Viva la "docente
impudente". Mortificare gli insegnanti non è un progresso
Giorgio
Lonardi*
Immagina di essere un ingegnere sposato con figli,
sulla quarantina, che lavora da dieci o quindici anni con uno stipendio medio
di 1200/1300 euro al mese, ma senza la garanzia del posto fisso. All’improvviso
il tuo datore di lavoro ti fa una proposta: ti stabilizzo a patto che tu mi dia
la disponibilità a trasferirti in qualsiasi altra regione con lo stesso
stipendio e tutte le spese a tuo carico. Che faresti? Accetteresti di
buongrado, magari ringraziando? Oppure lotteresti per ottenere migliori
condizioni? In questo caso, ricorderesti al tuo capo il lungo periodo di
precariato senza aumenti di stipendio, le problematiche familiari, le
difficoltà economiche alle quali una scelta di questo tipo ti esporrebbe ecc. Fuor
di metafora, questo è sostanzialmente ciò che sta accadendo a decine di
migliaia d’insegnanti laureati e abilitati, inclusi nelle graduatorie ad
esaurimento, che per dieci o quindici anni hanno girovagato tra scuole e
cattedre differenti, spesso a decine di chilometri da casa, in comuni diversi e
distanti tra loro. Dopo la sentenza della Corte europea del novembre scorso che
ha condannato l’Italia per reiterazione illegittima di contratti a termine nella
pubblica istruzione, il governo Renzi con la “Buona scuola” chiede a docenti
con un’età media sopra i quarant’anni, una disponibilità totale alla mobilità
sul territorio nazionale in cambio della tanto agognata stabilizzazione. A
causa della diseguale distribuzione dei posti, tuttavia, molti insegnanti,
residenti perlopiù al Sud e nelle Isole, dovranno forzatamente lasciare casa e
famiglia per spostarsi al Nord, dove le cattedre sono più numerose.
Non solo,
come se non bastasse, si prefigura per buona parte dei docenti stabilizzati un
futuro all’insegna della mortificazione professionale, poiché, dopo i tagli di
cattedre degli ultimi decenni, molti di loro dovranno essere “riciclati”, anche
se non si sa ancora in quale modo. Si tratta di un demansionamento annunciato,
con danni in termini di conoscenze e competenze per l’intero sistema
scolastico. Chi scrive, pur non provenendo dal Sud, ha alle spalle quindici
anni di precariato e ha già sperimentato cosa significhi allontanarsi per
qualche anno dalla famiglia per insegnare fuori dalla propria regione con uno
stipendio che se ne va tutto per le spese d’affitto, le bollette e la benzina.

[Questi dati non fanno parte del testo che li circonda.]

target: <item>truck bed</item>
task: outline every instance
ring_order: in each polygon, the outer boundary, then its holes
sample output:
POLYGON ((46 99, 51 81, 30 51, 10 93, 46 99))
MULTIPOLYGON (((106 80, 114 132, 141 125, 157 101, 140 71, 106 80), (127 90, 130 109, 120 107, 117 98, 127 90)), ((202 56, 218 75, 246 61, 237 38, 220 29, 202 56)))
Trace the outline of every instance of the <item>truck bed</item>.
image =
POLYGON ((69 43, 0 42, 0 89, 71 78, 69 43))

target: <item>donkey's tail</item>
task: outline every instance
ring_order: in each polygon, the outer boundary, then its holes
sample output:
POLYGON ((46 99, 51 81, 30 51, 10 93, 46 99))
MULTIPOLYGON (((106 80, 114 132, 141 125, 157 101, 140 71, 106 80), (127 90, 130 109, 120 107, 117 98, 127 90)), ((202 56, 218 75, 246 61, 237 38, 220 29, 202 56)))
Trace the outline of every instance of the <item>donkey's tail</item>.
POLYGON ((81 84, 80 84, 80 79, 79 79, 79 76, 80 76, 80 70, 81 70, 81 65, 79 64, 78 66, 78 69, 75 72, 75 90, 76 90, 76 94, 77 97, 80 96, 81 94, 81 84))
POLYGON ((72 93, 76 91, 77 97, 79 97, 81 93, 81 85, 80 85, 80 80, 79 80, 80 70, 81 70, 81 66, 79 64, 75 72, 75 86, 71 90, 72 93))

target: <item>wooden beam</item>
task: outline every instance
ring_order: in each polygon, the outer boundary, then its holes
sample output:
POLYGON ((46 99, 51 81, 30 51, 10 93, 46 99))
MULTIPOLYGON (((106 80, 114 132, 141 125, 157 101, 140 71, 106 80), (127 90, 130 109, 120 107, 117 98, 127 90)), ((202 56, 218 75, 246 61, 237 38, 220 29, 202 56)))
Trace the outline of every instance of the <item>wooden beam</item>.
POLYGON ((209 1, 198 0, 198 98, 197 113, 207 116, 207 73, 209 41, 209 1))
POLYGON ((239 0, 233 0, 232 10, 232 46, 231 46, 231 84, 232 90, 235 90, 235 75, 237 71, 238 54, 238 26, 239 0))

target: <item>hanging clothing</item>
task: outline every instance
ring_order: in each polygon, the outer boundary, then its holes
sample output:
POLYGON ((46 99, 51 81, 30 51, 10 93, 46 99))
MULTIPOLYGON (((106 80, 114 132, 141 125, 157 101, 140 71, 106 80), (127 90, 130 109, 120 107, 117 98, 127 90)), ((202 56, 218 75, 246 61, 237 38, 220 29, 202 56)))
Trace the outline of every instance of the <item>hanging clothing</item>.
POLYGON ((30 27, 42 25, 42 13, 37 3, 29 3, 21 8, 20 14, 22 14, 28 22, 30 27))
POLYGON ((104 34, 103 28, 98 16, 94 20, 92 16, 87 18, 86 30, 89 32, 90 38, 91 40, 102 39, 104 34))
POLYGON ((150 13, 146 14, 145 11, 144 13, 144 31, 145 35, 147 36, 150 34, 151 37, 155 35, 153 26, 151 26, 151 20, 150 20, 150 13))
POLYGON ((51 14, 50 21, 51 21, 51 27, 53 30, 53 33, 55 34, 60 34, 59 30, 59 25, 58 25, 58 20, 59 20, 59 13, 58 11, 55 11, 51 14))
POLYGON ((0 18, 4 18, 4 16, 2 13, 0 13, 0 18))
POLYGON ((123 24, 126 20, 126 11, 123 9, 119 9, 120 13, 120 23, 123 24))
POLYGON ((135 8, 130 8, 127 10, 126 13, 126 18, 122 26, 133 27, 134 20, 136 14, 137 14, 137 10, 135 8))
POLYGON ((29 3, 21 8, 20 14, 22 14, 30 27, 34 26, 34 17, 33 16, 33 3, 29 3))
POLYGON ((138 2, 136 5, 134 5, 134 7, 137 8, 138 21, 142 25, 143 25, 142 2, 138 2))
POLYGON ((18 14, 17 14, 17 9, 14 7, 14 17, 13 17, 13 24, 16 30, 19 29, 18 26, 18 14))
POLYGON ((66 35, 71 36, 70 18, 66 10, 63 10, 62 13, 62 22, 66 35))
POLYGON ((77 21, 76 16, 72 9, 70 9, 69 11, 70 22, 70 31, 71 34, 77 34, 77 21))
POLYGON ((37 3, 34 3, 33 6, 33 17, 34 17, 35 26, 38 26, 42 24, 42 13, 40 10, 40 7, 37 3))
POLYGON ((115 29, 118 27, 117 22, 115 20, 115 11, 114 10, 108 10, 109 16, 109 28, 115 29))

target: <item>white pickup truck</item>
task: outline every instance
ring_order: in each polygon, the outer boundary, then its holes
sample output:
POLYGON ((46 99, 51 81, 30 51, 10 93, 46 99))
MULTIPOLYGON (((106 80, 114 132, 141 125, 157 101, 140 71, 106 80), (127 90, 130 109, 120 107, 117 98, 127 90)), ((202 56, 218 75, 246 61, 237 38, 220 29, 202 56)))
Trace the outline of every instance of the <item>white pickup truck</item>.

Ma questa non è un’eccezione, è una situazione piuttosto ordinaria nel mondo
dell’insegnamento. Eppure dai post che leggo sui social e dai commenti postati
su Repubblica alla lucidissima lettera di Marcella Raiola, si evince che i
docenti non sono lavoratori come gli altri e non hanno diritto a rivendicare
alcunché. Il distillato che esce da queste saccenti chiose è un insieme
eterogeneo di qualunquismo reazionario del tipo “taci tu che un lavoro ce l’hai
ed è anche troppo ben pagato” e di servilismo filo padronale. Si tratta di una
visione che si può ben condensare nel principio per il quale non si lavora per
vivere, ma si vive per lavorare, perciò è necessario adeguarsi a ogni esigenza
del mondo del lavoro. Una concezione questa che vuole fare del lavoratore una
pedina alla mercé delle forze impersonali del mercato, con buona pace della
nostra Costituzione repubblicana che afferma il diritto al lavoro e a una vita
dignitosa. Di fronte a questa autentica disfatta delle coscienze, agevolata
dalla crisi e amplificata a dismisura dai media mainstream, le voci dei
dissidenti come Marcella Raiola che si oppongono al disegno di una scuola
aziendalistica, autoritaria e clientelare e che hanno ancora il coraggio di
affermare che il lavoratore è depositario di diritti, svolgono un ruolo
cruciale per l’educazione dei giovani e per la tenuta dell’intero sistema
democratico. È con questa convinzione che grido in faccia ai reazionari lettori
di Repubblica “Viva la docente impudente!”